Connections will be subsidised by adverts and business
Librarians, youth-workers, and local vicars are being encouraged to apply to a fund which will provide free net access in selected UK communities.
The fund is run by Freerunner, a company that installs wi-fi hotspots.
The firm has said it will install 50 access points in communities across the UK, "no matter where they are".
Earlier this year, the government made a pledge to ensure that every home in the UK can access 2 Megabits per second (Mbps) broadband by 2012.
A study commissioned by the BBC earlier this year suggested that some three million homes currently have speeds of 2Mbps or below.
The government's Digital Britain report has proposed that every citizen, with a fixed-line phone, will pay 50p per month to pay for the roll out of faster, next generation networks.
"The challenge with the digital divide is how to find people who need connectivity and then how to pay for it," said Alex Salter, co-founder of broadband measurement firm SamKnows, which are not part of the project.

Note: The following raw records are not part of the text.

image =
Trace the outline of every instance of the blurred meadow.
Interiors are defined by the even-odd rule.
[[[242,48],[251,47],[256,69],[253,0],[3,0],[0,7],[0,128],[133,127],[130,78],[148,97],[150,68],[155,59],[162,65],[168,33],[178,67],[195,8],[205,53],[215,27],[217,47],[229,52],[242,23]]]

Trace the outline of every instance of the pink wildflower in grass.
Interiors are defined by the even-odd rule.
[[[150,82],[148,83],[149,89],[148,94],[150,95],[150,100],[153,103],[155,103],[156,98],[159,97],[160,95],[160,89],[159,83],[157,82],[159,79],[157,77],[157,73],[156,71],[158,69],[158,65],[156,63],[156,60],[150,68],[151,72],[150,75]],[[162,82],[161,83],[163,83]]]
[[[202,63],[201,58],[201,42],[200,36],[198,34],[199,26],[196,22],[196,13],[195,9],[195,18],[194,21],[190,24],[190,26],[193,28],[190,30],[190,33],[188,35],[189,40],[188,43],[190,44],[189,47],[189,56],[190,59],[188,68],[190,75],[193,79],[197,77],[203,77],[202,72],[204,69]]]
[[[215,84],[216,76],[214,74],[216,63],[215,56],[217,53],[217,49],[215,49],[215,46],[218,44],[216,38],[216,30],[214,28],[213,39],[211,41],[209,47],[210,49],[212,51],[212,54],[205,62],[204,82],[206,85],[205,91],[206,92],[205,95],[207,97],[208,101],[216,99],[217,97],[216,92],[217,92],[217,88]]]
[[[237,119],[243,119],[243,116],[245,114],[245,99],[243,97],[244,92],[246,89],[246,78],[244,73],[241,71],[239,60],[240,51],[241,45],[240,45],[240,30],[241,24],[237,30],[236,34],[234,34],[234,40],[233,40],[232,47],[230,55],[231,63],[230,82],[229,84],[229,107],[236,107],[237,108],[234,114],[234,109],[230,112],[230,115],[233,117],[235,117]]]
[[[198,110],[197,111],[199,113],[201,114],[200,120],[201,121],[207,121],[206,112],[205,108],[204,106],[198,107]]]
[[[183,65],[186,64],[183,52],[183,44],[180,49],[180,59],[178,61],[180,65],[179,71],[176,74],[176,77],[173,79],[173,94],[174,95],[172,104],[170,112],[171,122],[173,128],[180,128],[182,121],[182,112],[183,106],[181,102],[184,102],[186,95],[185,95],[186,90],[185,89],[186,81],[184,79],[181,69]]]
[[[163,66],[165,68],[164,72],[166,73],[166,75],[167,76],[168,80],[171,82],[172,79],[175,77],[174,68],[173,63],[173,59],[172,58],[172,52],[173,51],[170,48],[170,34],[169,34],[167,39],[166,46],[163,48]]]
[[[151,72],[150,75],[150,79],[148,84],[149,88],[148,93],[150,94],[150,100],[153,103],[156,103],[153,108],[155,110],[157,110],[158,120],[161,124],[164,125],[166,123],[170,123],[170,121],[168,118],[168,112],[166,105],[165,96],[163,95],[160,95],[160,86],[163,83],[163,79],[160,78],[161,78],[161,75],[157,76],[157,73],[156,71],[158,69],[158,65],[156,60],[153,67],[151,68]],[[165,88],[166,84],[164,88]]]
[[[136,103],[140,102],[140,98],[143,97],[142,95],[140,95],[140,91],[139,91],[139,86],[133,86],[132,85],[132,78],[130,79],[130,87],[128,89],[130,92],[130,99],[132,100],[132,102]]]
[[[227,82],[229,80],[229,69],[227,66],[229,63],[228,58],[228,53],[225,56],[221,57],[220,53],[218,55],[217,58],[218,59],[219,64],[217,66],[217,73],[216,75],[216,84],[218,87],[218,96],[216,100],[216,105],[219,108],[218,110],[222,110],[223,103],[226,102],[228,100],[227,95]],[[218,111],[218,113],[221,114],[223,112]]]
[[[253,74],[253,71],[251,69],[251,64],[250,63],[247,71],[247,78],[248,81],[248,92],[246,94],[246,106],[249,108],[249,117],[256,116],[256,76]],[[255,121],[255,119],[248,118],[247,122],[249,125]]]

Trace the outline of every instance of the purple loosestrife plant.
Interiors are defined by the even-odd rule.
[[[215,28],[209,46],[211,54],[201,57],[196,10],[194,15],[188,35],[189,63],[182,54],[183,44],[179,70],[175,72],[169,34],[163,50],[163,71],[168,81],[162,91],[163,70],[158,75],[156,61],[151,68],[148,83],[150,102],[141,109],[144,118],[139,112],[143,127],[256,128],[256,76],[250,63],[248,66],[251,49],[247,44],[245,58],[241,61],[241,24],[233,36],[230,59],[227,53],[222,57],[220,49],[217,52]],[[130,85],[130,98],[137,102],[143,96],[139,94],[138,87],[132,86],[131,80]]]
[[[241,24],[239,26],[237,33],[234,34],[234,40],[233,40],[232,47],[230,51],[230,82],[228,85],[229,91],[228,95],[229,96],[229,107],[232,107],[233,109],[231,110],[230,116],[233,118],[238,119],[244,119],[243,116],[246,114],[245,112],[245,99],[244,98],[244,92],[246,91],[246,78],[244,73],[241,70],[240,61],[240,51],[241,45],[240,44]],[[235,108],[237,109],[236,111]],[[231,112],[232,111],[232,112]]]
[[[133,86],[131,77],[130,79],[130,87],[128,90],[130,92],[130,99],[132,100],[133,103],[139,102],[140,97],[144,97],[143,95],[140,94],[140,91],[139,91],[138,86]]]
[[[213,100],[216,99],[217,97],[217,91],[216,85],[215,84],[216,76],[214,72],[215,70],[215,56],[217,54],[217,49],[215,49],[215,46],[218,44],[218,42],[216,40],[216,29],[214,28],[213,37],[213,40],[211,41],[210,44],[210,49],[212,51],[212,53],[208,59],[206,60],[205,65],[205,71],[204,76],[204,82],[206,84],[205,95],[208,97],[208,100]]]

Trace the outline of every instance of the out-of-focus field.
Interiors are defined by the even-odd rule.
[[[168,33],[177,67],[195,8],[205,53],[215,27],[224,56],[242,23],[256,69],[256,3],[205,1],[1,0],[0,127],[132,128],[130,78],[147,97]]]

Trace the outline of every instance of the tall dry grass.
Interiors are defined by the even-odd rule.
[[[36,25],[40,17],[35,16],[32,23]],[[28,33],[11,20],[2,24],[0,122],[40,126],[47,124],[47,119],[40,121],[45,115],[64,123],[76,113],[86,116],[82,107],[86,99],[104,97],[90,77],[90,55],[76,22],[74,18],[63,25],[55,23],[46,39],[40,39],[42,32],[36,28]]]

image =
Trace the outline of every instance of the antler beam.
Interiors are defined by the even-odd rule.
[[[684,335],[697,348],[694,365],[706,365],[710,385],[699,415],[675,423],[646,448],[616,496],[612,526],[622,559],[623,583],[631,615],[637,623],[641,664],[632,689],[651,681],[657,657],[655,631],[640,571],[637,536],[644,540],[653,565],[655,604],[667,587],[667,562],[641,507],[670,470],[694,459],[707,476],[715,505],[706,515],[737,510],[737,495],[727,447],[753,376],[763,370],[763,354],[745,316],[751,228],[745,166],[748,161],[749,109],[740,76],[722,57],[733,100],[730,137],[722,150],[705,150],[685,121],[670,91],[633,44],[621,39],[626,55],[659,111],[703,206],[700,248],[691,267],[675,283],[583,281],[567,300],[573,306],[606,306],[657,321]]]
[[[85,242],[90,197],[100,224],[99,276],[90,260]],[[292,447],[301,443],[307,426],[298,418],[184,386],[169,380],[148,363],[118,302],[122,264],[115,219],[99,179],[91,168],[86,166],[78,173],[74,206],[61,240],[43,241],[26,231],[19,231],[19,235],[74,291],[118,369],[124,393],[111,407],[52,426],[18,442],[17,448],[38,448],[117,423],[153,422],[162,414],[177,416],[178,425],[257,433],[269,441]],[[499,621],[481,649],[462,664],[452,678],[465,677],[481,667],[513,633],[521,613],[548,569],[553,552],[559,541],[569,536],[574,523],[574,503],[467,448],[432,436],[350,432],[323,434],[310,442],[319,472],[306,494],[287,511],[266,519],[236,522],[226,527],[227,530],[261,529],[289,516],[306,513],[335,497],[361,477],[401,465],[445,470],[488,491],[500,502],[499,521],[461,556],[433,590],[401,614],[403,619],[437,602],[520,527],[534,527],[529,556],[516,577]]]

Freerunner has launched its competition to find communities which are currently offline.
"A big slice of people across the UK cannot get access to the internet," explained Owen Geddes, CEO of the firm.

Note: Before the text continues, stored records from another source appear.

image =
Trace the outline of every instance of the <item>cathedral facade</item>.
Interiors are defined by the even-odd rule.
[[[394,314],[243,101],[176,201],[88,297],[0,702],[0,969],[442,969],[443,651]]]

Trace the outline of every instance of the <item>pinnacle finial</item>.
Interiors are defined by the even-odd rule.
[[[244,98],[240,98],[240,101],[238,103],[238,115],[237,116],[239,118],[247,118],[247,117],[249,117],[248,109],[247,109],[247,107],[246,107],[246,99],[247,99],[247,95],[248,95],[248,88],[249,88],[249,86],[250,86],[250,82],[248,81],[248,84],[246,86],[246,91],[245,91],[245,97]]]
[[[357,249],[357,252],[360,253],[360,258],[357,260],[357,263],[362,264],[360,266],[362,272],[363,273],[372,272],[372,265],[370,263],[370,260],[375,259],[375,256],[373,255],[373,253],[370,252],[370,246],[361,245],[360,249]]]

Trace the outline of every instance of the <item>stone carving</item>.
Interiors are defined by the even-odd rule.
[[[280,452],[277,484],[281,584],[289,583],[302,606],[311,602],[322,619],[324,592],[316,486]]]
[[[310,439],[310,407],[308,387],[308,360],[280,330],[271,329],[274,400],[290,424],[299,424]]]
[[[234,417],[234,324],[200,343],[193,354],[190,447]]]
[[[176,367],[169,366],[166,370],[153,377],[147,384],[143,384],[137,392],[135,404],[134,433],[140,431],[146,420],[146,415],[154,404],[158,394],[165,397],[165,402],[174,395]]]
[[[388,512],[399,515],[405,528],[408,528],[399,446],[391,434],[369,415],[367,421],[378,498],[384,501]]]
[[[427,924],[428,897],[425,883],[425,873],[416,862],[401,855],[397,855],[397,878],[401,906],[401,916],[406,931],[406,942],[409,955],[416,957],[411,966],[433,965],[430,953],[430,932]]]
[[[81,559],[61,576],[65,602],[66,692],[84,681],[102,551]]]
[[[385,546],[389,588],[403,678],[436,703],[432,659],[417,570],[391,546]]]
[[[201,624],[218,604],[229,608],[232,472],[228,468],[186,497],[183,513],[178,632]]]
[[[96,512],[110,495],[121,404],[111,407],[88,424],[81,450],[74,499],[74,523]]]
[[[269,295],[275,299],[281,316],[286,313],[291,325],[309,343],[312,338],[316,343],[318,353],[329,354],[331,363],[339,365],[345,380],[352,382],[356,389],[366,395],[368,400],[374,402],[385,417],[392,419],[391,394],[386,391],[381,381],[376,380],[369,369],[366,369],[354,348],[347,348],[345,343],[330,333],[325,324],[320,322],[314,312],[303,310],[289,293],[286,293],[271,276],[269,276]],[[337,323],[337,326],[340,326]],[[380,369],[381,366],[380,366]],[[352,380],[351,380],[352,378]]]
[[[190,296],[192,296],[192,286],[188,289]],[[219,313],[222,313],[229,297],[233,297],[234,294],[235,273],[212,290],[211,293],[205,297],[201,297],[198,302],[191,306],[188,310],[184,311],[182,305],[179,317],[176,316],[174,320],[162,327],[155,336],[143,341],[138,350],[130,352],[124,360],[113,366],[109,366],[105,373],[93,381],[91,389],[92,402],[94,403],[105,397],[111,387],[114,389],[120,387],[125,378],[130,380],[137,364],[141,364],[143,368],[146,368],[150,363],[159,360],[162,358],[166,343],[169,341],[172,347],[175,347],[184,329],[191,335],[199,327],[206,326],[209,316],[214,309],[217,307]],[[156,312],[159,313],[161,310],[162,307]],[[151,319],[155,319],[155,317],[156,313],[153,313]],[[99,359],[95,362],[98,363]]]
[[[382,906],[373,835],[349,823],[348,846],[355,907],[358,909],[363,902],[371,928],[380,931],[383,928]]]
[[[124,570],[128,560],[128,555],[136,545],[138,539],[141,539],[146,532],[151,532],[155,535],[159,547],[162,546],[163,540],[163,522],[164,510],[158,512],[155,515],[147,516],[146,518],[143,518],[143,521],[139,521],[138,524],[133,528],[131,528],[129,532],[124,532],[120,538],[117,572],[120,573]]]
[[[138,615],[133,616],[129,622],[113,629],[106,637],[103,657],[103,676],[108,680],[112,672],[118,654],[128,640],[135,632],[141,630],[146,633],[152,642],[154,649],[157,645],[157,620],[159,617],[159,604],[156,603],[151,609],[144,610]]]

The company has offered 50 communities a free connection for a minimum of 12 months.
Mr Geddes said the firm would use whatever technology was necessary - including satellite and mobile broadband - to make sure a winning community was connected.

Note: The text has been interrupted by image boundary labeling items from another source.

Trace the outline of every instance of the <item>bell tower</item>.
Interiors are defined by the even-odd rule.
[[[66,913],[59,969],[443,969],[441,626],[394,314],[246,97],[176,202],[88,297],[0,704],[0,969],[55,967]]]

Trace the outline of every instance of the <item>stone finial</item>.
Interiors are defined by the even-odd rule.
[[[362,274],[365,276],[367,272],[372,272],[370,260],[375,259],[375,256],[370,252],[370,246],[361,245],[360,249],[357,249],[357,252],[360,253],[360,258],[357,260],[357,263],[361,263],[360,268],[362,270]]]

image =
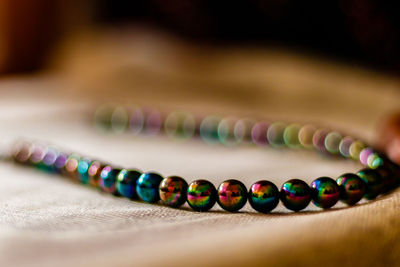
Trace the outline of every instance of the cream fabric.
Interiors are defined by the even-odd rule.
[[[94,39],[97,50],[83,48],[82,55],[89,59],[70,62],[61,77],[1,81],[4,149],[22,136],[189,181],[206,178],[218,184],[238,178],[249,186],[270,179],[280,185],[288,177],[299,177],[310,182],[360,166],[304,151],[99,134],[89,114],[104,100],[149,103],[199,113],[319,122],[371,140],[381,116],[400,105],[397,81],[365,70],[260,51],[217,50],[207,55],[184,47],[190,51],[177,59],[175,44],[153,40],[149,43],[157,47],[148,47],[146,38],[121,49],[130,61],[107,41]],[[90,53],[102,55],[97,65]],[[102,76],[106,72],[99,66],[109,62],[104,59],[107,53],[130,74],[124,76],[112,66]],[[172,59],[164,58],[167,54]],[[73,67],[79,62],[80,68],[95,68],[85,72],[85,79]],[[189,84],[200,89],[189,91]],[[129,86],[129,92],[122,90]],[[112,93],[103,90],[107,87]],[[395,266],[400,261],[399,190],[350,208],[339,205],[321,212],[310,205],[291,213],[279,206],[264,215],[248,204],[243,212],[231,214],[217,206],[197,213],[187,206],[171,209],[129,201],[10,162],[0,164],[0,184],[0,266]]]

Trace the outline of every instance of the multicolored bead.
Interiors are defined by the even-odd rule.
[[[215,186],[206,180],[196,180],[189,184],[187,202],[196,211],[207,211],[217,201]]]
[[[238,180],[227,180],[218,186],[217,202],[224,210],[235,212],[243,208],[247,201],[246,186]]]
[[[258,212],[267,213],[279,204],[279,190],[270,181],[258,181],[249,189],[249,203]]]
[[[340,189],[335,180],[320,177],[311,183],[312,202],[317,207],[328,209],[340,199]]]
[[[136,182],[140,175],[142,173],[137,170],[121,170],[117,176],[118,193],[126,198],[136,198]]]
[[[111,166],[106,166],[101,170],[100,179],[99,179],[99,187],[102,191],[111,193],[113,195],[119,195],[117,191],[117,175],[121,169],[115,169]]]
[[[179,207],[186,202],[188,184],[178,176],[170,176],[162,180],[159,191],[160,199],[171,207]]]
[[[154,172],[143,173],[136,182],[136,193],[148,203],[155,203],[160,200],[158,187],[163,177]]]
[[[289,180],[282,185],[280,199],[286,208],[293,211],[302,210],[311,201],[310,187],[302,180]]]
[[[360,201],[366,191],[367,186],[358,175],[346,173],[336,179],[340,189],[340,200],[347,205],[354,205]]]
[[[357,172],[357,175],[367,185],[367,191],[364,195],[366,199],[374,199],[383,193],[384,184],[378,172],[372,169],[362,169]]]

The connection will be paid for by a combination of advertisements and corporate sponsorship.
Community members have been asked to submit 150 words by 25 September explaining why they need a connection.
The winners of the competition will be announced on the 1 October.
The firm is also working with charity website JustGiving to provide net access to 500 charities across the country.
Freerunner already offers free-to-use access points in community venues across the UK. It subsidises the free services through targeted advertising and by providing connections in venues and commercial settings, such as coffee shops.